Page tree

Requirements gathering  form for the AARC Project.

 

The purpose of this survey is to expand the set of requirements and use cases that the user communities and research infrastructures have for AAI.

If your community has already produced a similar document with the same topics (AAI requirements), please provide a link to the document and focus on the questions that have not been answered, and the new developments not included in the referenced document.

The questions will cover the technical requirements to design the architecture, but also requirements for outreach and dissemination activities within AARC, to make these activities more effective.

Part 1: Short and high level description of the use case

Please, provide a short and high level description of the use cases of the community you represent.


Part 2: Current AAI status of your community/research infrastructure

What is the current experience with AAI of your community?

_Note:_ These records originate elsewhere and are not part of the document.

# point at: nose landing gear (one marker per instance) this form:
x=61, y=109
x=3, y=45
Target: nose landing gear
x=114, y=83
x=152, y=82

Has your community/research infrastructure already uses AAI
solutions for their use case?

  • What benefits do you see for Federated Access?
  • What barriers do you see in joining a federation? [1]
    • The Management doesn’t consider that important
    • No enough funds/resources
    • Lack of technical knowledge
    • It is unclear how to organise an Identity Management (IdM)
    • It is unclear if the IdM should be internally or externally done
    • There is no clarity in the organization about the benefits of using an IdM
    • We already have an IdM but it is not completely compatible with SAML/OpenID or other industry-standards
    • Too much bureaucracy to join a federation
    • Other
  • What is the user experience in the interaction with the available AAI solutions? 1
    • Expectations fulfillment
    • User friendliness
    • Quality of service delivered by the tools

How the penetration of AAI in your community can be improved?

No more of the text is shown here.